Joe Biden is going to have a lot of complicated issues competing for his attention when he takes office next month. Among the thorniest is Iran.
During his presidential campaign, Biden promised to revive President Barack Obama’s 2015 nuclear deal with the Tehran regime. That’s the one President Donald Trump denounced as toothless and abandoned in 2018.
Since then, Trump has imposed ever more punishing economic sanctions on Iran, but they haven’t caused Iran to bend to his will. Instead, the Tehran regime has retaliated by breaking the nuclear limits; Iran now holds 12 times as much low-enriched uranium as the agreement would have allowed.
It seems as if Biden’s path should be simple: Reverse the Trump sanctions and agree once again to the 2015 deal, which put a lid on Iran’s nuclear program by limiting its ability to enrich uranium. But as a veteran US diplomat reminded me last week, negotiations between the United States and Iran have never been smooth; the two countries have built up a deep store of animosity and mistrust since the Islamic Revolution of 1979.

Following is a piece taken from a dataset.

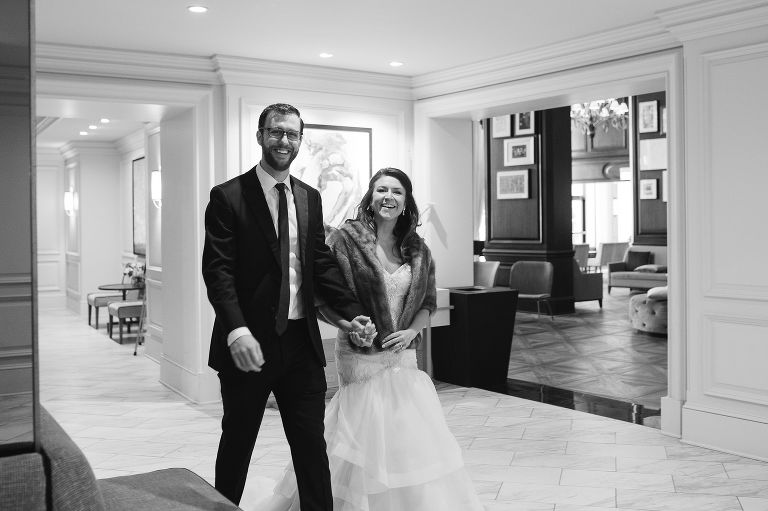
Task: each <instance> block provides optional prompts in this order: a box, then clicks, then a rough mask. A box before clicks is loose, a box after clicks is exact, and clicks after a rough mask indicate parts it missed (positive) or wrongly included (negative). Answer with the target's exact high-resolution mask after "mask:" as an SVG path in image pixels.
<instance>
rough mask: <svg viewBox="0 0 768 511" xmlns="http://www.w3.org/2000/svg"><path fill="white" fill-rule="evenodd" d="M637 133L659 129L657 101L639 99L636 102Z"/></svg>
mask: <svg viewBox="0 0 768 511" xmlns="http://www.w3.org/2000/svg"><path fill="white" fill-rule="evenodd" d="M637 114H638V115H637V117H638V127H637V131H638V133H657V132H658V131H659V102H658V101H655V100H654V101H641V102H639V103H638V104H637Z"/></svg>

Last week, Iranian President Hassan Rouhani said his government was willing to return to the Obama-era nuclear limits if the US lifts sanctions. If the new Biden administration “returns to the situation as it was in 2017, then so will we,” he said.
But that’s where the rub will come. Negotiating a step-by-step agreement about which nuclear limits will be reimposed first, which sanctions will be released when, and how Iran’s compliance will be verified will take some delicate diplomacy.
And Biden may have trouble building consensus for a new deal. The 2015 agreement was opposed not only by most Republicans, but by several pro-Israel Democrats, including Senate Democratic leader Charles E. Schumer of New York. Even Sen. Chris Coons of Delaware, a close Biden ally and advisor, has made clear he opposes lifting all of the sanctions Trump imposed, arguing that they give the United States leverage over Iran.
That’s a widely held belief in Washington.
“We’ve built up this presumed leverage,” Michael Singh of the Washington Institute for Near East Policy, a conservative critic of the pact, warned at a conference last week. “We’d be giving it away for nothing in return.”
But here’s why opponents of lifting nuclear sanctions are wrong.
First, for all their purported power as “leverage,” Trump’s sanctions haven’t worked. Yes, they brought Iran’s economy to its knees, but their goal was to compel Iran to change its behavior, and that didn’t happen.
Second, lifting Trump’s sanctions against Iran’s nuclear activities won’t deprive the United States of all its leverage. Trump and earlier presidents also imposed sanctions on Iran over nonnuclear issues, including its ballistic missile program, its support for terrorist groups and human rights abuses. Biden hasn’t offered to relinquish those.
Third, an attempt by Biden to keep some nuclear sanctions would likely be a deal-breaker. Both leaders have offered to return to the terms they agreed to in 2015; if the United States backtracks from Biden’s offer, the Iranians would likely backtrack too.
The bigger problem is that, even if the sanctions are removed, a return to the 2015 deal may be impossible.
“Perhaps the distrust between the two sides is too wide to bridge,” Karim Sadjadpour of the Carnegie Endowment for International Peace warned recently.
For Biden, only one thing is certain: Iran policy will require a major commitment of time and political capital during his first year in office -- a time when he will need his main focus to be the COVID-19 pandemic and the US economy.
Here’s one suggestion for improving his chance of success with Iran: Begin by announcing that his administration will make sure Iran can buy COVID-19 vaccines on the international market without running afoul of US sanctions.
The Trump administration said its sanctions did not apply to humanitarian or medical shipments -- but it has also imposed cumbersome bureaucratic requirements on banks, suppliers and shipping companies requesting permits for such exports. Biden could streamline that process to demonstrate his interest in a better relationship.
The first priority, as one former US diplomat told me, is to restart normal working conversations with Iran.
“The only way to get anything done is to have regular exchanges and listen to each other,” said John W. Limbert, who was one of 52 American hostages seized at the US Embassy in Tehran in 1979.
Biden doesn’t need this kind of diplomatic tangle to complicate his first year in office. But it’s a problem Trump has left him -- and a test of his commitment to steer foreign policy back toward the multilateralist course Obama set.
Doyle McManus is a columnist for the Los Angeles Times. -- Ed.